Bonuses added for lab 3 are at the bottom of this document, starting [here](#navigable-arrow-keys).
# general code structure
The main objective of this assignment was to tokenize given inputs and process the resulting tokens according to the given grammar. We decided to seperate the two steps of tokenizing and processing almost entirely, which decouples the input parser from the execution very neatly. The one drawback of this method is that each input is, more or less, processed twice - but we considered this a fair trade-off, as the input for a shell can generally be expected to not be incredulously large.
The crux of our approach lies in a slight addition to the `ListNode` struct: we have added a single `Enum Type` attribute which places each token within one of a few categories, roughly mapping to the grammar we are implementing.
The possible values of the `Type` enum are:
Value | Definition | meaning
--- | --- | ---
EXECUTABLE | any non-[operator](#operators) | A command in either `$CWD` or `$PATH`.

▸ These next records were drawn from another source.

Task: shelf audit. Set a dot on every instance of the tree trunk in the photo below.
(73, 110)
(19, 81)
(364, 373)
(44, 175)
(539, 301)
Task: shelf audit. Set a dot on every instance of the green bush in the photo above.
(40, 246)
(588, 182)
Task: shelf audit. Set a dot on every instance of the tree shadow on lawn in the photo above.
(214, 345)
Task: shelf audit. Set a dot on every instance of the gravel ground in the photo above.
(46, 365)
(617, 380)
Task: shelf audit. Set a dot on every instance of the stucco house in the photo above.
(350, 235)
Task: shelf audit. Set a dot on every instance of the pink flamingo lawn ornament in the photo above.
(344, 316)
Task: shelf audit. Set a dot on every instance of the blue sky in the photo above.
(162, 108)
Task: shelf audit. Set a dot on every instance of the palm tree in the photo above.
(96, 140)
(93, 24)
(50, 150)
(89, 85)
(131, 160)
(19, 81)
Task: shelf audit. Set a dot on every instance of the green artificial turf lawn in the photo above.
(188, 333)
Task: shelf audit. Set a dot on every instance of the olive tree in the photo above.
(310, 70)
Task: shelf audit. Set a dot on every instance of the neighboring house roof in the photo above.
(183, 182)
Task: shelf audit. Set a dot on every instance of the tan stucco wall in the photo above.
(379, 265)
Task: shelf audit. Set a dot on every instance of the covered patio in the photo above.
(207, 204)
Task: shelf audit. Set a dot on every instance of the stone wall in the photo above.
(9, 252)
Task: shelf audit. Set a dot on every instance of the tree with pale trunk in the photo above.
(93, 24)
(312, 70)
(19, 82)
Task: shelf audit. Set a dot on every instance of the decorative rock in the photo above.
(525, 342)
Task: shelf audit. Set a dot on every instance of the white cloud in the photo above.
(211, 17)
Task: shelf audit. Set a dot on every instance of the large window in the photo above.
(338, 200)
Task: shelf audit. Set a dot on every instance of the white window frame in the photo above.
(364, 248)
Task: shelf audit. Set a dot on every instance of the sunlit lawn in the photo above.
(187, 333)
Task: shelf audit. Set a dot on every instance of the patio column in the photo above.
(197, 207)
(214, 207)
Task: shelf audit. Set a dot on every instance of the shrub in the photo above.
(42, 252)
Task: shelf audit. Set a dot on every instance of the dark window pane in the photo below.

OPTION | any non-[operator](#operators) | Any options to pass to an `EXECUTABLE` or `BUILTIN`.
COMPOSITION | '&&', '\|\|', ';', '\n' | Special characters which signal the end of a chain.
BUILTIN | a [builtin](#builtins) | One of a few pre-defined builtin executables.

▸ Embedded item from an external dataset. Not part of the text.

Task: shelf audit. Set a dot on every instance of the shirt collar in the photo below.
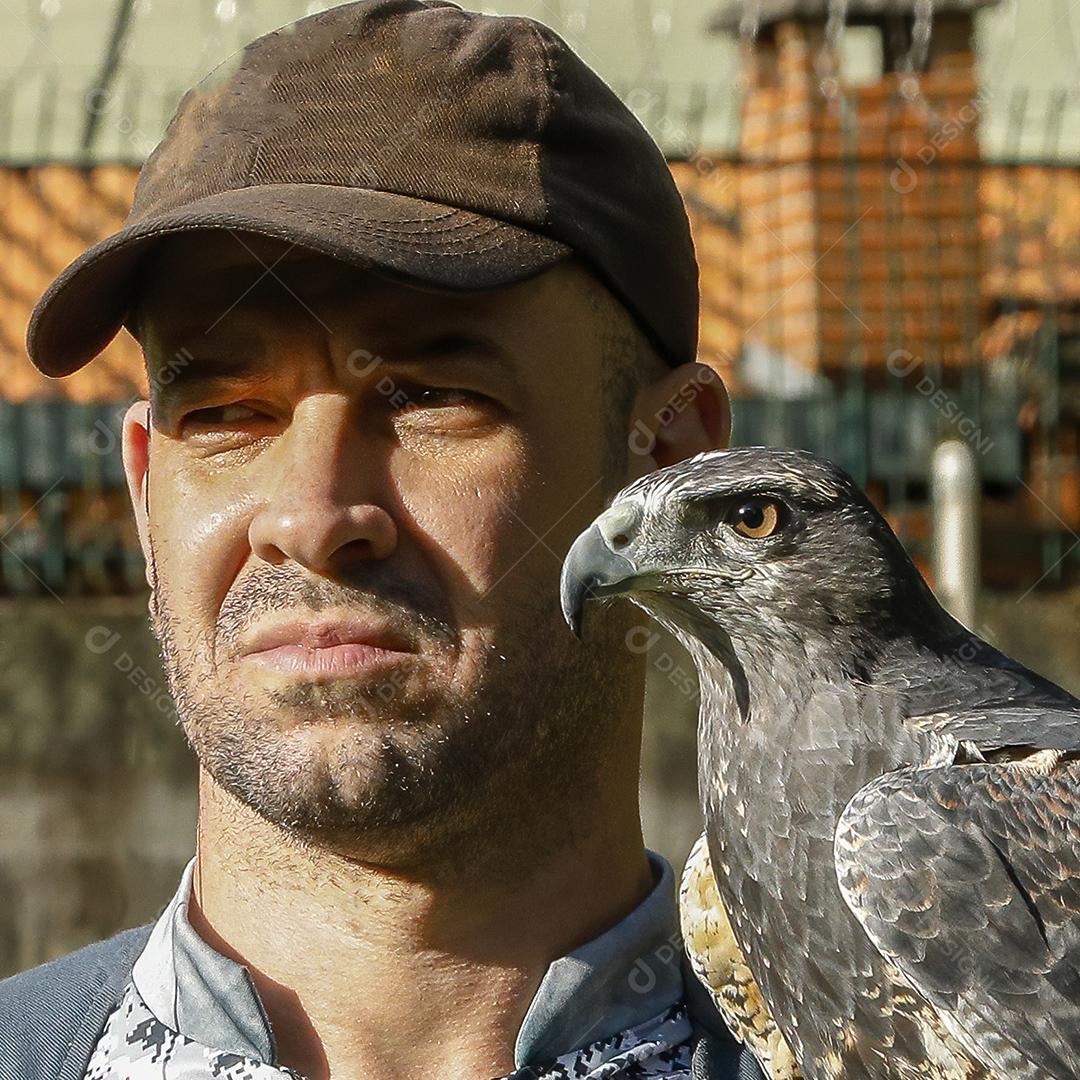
(626, 975)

PIPELINE | '\|' | A pipeline, indicating the preceding and following commands ought to be piped together.
REDIRECT | '<', '>' | Signals `stdin` and/or `stdout` should be handled differently.
BACKGROUND | '&' | Tells the shell to run a given chain as non-blocking (run in the background).
FILENAME | any non[-operator](#operators) | A file (for redirection).
### builtins
A builtin for our shell means any specific command which should be handled by the shell internally, as opposed to calling an external executable.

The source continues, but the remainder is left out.